Timo Airisto September 17, 2009 06:41 Flag

Thanks for the feedback folks!

Peter Vesterbacka August 12, 2009 03:36 Flag

Yes, it's going to be fun to see how this turns out.

Mike Hedge August 12, 2009 00:32 Flag

love this... fun to read =)

Peter Vesterbacka August 11, 2009 22:49 Flag

One cool thing that could be made out of the "Command received. Executing now." scene with the mobile phone is some kind of game or screen saver for the phones. And one could also create a massive and very powerful scene out of that by having hundreds of different phones display the same message, something taking over all the phones in the world. Might not be totally realistic, but could be scary and cool as a scene. And if done right we could get a meme going;-)
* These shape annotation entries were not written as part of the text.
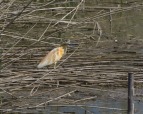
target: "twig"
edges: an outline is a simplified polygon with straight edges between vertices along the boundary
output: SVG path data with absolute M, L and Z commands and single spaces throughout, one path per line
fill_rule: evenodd
M 33 1 L 33 0 L 29 0 L 29 2 L 27 3 L 27 5 L 23 7 L 23 9 L 21 10 L 21 12 L 19 12 L 13 19 L 11 19 L 11 21 L 10 21 L 8 24 L 6 24 L 6 25 L 3 27 L 3 29 L 0 31 L 0 37 L 1 37 L 2 32 L 4 32 L 5 29 L 6 29 L 7 27 L 9 27 L 9 25 L 11 25 L 11 24 L 14 22 L 14 20 L 16 20 L 16 19 L 23 13 L 23 11 L 31 4 L 32 1 Z

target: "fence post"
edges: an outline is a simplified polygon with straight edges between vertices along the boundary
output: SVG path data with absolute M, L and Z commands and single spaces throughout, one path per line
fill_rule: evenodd
M 134 114 L 134 76 L 128 73 L 128 114 Z

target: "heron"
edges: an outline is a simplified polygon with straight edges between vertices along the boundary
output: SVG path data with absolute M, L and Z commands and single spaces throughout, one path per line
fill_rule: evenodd
M 54 69 L 56 68 L 56 63 L 66 54 L 67 43 L 61 44 L 59 47 L 51 50 L 38 64 L 37 68 L 43 68 L 45 66 L 54 64 Z

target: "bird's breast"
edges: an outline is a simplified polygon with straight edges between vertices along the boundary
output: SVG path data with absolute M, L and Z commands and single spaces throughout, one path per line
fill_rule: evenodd
M 64 55 L 64 49 L 63 47 L 58 48 L 58 56 L 61 58 Z

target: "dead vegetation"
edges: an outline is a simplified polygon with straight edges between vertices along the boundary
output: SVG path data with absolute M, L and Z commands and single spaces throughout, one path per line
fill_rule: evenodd
M 126 99 L 128 72 L 136 88 L 142 87 L 141 34 L 132 32 L 136 23 L 131 29 L 125 24 L 142 10 L 140 2 L 1 0 L 0 9 L 1 110 Z M 56 69 L 36 68 L 68 39 L 75 45 Z

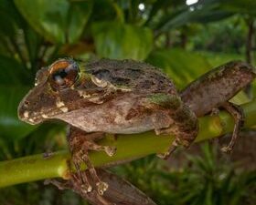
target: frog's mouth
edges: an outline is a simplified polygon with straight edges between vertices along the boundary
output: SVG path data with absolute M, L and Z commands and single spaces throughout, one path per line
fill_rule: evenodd
M 55 108 L 44 110 L 41 112 L 32 111 L 24 103 L 20 103 L 18 107 L 18 118 L 20 120 L 28 123 L 30 125 L 37 125 L 43 121 L 55 118 L 54 116 L 62 114 L 63 111 L 57 110 Z

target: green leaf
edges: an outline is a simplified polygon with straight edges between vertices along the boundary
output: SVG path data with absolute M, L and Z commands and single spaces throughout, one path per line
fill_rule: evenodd
M 149 28 L 116 22 L 94 24 L 92 36 L 101 57 L 144 60 L 153 45 L 153 34 Z
M 146 61 L 163 68 L 178 88 L 186 87 L 212 68 L 200 55 L 182 49 L 156 50 L 152 52 Z
M 27 136 L 36 126 L 21 122 L 17 118 L 18 103 L 27 92 L 27 87 L 0 86 L 0 130 L 1 138 L 16 139 Z
M 218 0 L 220 3 L 220 8 L 226 11 L 256 15 L 256 1 L 255 0 Z
M 91 1 L 15 0 L 23 16 L 42 36 L 55 43 L 74 43 L 91 14 Z
M 91 15 L 92 1 L 74 1 L 69 10 L 68 16 L 68 42 L 79 40 L 84 26 Z

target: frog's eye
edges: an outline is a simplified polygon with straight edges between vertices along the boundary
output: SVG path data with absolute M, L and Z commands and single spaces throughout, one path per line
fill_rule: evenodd
M 49 67 L 49 82 L 54 89 L 71 87 L 79 77 L 79 67 L 70 59 L 58 60 Z

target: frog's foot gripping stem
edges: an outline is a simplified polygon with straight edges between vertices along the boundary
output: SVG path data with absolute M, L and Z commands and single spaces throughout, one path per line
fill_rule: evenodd
M 230 102 L 226 102 L 224 105 L 222 105 L 222 108 L 225 108 L 229 113 L 230 113 L 230 115 L 233 117 L 235 120 L 235 126 L 234 126 L 231 140 L 228 146 L 223 147 L 221 149 L 223 152 L 229 153 L 232 151 L 234 145 L 240 135 L 240 128 L 243 126 L 244 113 L 243 110 L 239 106 L 234 105 L 233 103 Z
M 70 128 L 69 135 L 69 144 L 72 156 L 72 162 L 77 169 L 78 176 L 82 182 L 84 191 L 91 192 L 96 185 L 96 190 L 100 195 L 103 195 L 104 191 L 108 189 L 108 184 L 101 181 L 97 175 L 94 166 L 92 165 L 88 152 L 89 150 L 105 151 L 109 156 L 115 153 L 115 148 L 110 146 L 101 146 L 94 142 L 104 137 L 103 133 L 85 133 L 84 131 Z M 82 164 L 86 164 L 89 174 L 81 171 Z M 88 177 L 91 177 L 93 181 L 93 187 L 89 183 Z
M 80 174 L 88 174 L 86 171 L 81 171 L 80 173 L 71 173 L 70 178 L 68 180 L 63 179 L 46 179 L 44 181 L 45 185 L 52 184 L 56 186 L 59 190 L 73 190 L 76 193 L 80 194 L 83 199 L 89 200 L 91 204 L 94 205 L 113 205 L 109 202 L 104 197 L 99 195 L 96 190 L 91 190 L 88 192 L 84 189 L 84 182 L 80 179 Z

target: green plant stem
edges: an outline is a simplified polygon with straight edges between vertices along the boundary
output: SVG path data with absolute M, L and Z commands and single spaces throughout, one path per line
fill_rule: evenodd
M 246 121 L 245 128 L 256 125 L 256 99 L 242 106 Z M 230 132 L 234 120 L 229 114 L 221 111 L 218 116 L 199 118 L 199 134 L 196 141 L 202 141 Z M 122 162 L 154 153 L 164 153 L 171 145 L 174 137 L 155 136 L 155 132 L 133 135 L 107 136 L 100 143 L 115 146 L 117 152 L 108 157 L 104 152 L 91 152 L 90 158 L 96 167 L 121 164 Z M 0 162 L 0 187 L 39 180 L 48 178 L 69 178 L 68 151 L 28 156 Z M 85 167 L 84 167 L 85 168 Z

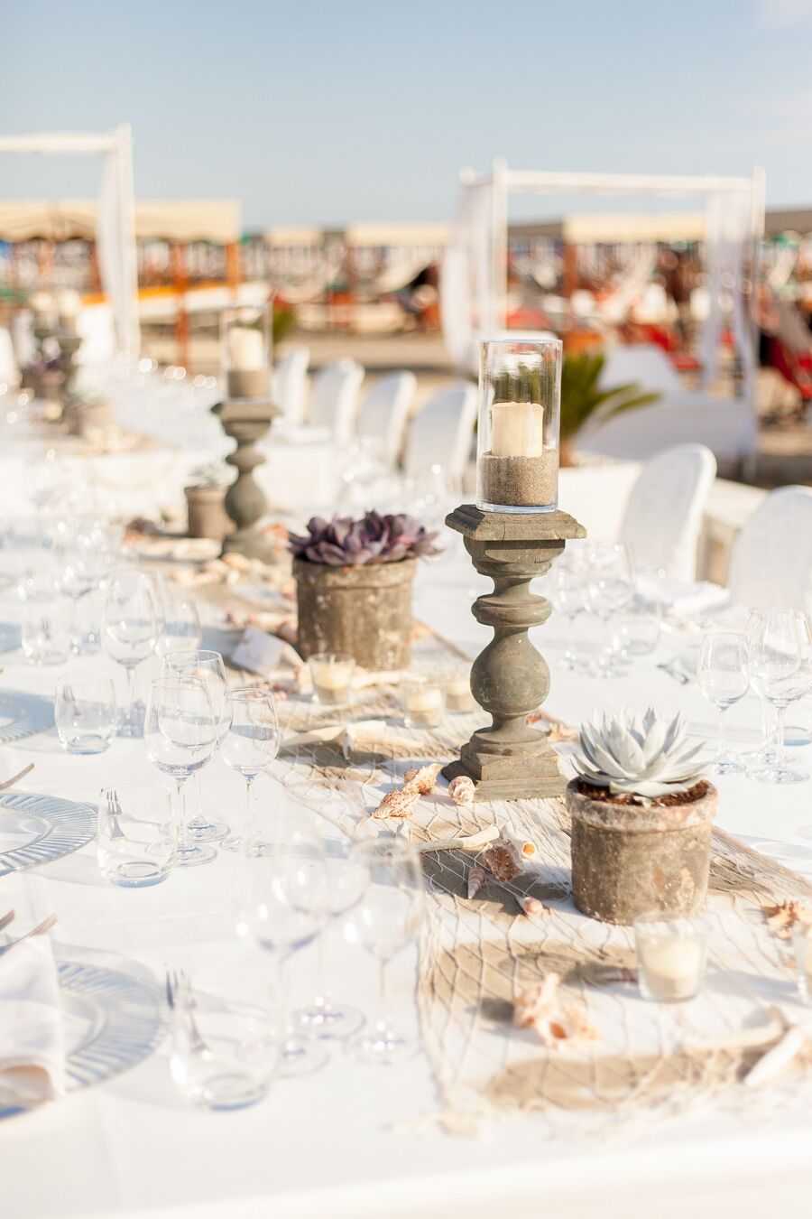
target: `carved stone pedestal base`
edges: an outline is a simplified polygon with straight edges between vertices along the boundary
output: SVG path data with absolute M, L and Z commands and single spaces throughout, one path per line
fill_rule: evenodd
M 555 752 L 527 724 L 550 689 L 547 663 L 527 634 L 547 622 L 550 606 L 530 583 L 586 530 L 566 512 L 481 512 L 472 505 L 457 508 L 446 524 L 463 534 L 475 568 L 493 580 L 493 592 L 477 597 L 471 612 L 494 638 L 471 668 L 471 691 L 492 724 L 474 733 L 443 774 L 472 779 L 476 800 L 560 796 L 566 779 Z

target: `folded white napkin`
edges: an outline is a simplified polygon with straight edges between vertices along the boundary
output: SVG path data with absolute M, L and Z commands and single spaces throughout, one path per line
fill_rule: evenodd
M 65 1045 L 51 945 L 34 936 L 0 956 L 0 1108 L 65 1091 Z

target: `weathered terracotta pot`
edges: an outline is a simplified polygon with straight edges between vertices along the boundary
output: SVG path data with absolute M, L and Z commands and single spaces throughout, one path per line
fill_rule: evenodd
M 604 923 L 638 914 L 696 914 L 707 896 L 716 787 L 684 805 L 617 805 L 594 800 L 572 780 L 572 896 Z
M 228 486 L 187 486 L 186 507 L 189 510 L 190 538 L 213 538 L 214 541 L 234 533 L 234 522 L 225 511 L 223 501 Z
M 415 560 L 363 567 L 293 561 L 298 650 L 348 652 L 364 669 L 405 669 L 411 653 Z

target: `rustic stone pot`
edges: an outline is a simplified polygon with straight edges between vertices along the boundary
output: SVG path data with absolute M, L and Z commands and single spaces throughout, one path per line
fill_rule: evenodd
M 362 567 L 293 560 L 304 659 L 348 652 L 364 669 L 408 668 L 414 572 L 414 558 Z
M 234 531 L 234 522 L 224 507 L 226 491 L 228 486 L 185 488 L 189 538 L 213 538 L 214 541 L 223 541 Z
M 684 805 L 617 805 L 592 798 L 572 780 L 572 896 L 604 923 L 638 914 L 696 914 L 707 896 L 717 792 L 710 784 Z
Peter Vesterbacka August 09, 2009 09:32 Flag

@Izzy I think the banks could hire him, they might not have an alternative. And maybe they don't even know that Griffin has that kind of past, could be that part of the plot involves him hiding that, so he has to both try to fight the real bad guys and his past. And maybe it turns out that the bad guys of his past (Benjamin Dallas & co) and the ones of now are the same.

Izzy Frost August 08, 2009 01:22 Flag

This is a wonderful, well thought out plot line. The only question I have is do banks hire felons who are on parole?